Mangalyaan is the spacecraft of Indian Space Research Orgnization’s Mars Orbiter Mission that entered the orbit of Mars last week. There were several tweets in Twitter with hashtag #Mangalyaan about it last week. I wanted to use R to explore those tweets. Tiger Analytics had done an interesting post on this topic last year when Mangalyaan launched. I found their analysis to infer topics particularly interesting. I do hope they repeat their analysis with the latest tweets. My goals and methods of analysis here are much more basic. I wanted to do the following:
- Extract tweets containing the hashtag #Mangalyaan and create a word cloud
- Attempt to find some topics/groupings from tweets
- Try out R topicmodels package to infer toics
- Find groupings using hierarchical clustering
- Find groupings using graph community detection algorithms
The full code and explanation is in the following location.
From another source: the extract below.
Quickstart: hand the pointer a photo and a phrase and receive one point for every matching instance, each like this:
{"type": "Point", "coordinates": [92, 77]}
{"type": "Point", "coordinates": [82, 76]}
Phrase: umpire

I was able to extract about 1000 tweets spanning 4 days from Sep 23, 2014 to Sep 26, 2014 and used it for the analysis below. All the analysis below should be viewed in the context that it is based on a small sample size. The word cloud of the frequent terms in the tweets is:
Next, I used R package topic Models with number of topics set to 5 (no particular reason) and got the following result for top 10 words in each topic
I had done only basic preprocessing and ran the model with default parameters. Better preprocessing and model parameter tuning might give better results.
I found that igraph package has some easy to use functions for community detection and plotting. Here the co-occurence of words across tweets is used to construct a graph and the community detection algorithm is applied to that graph. These are plotted both as a dendrogram and a graph plot.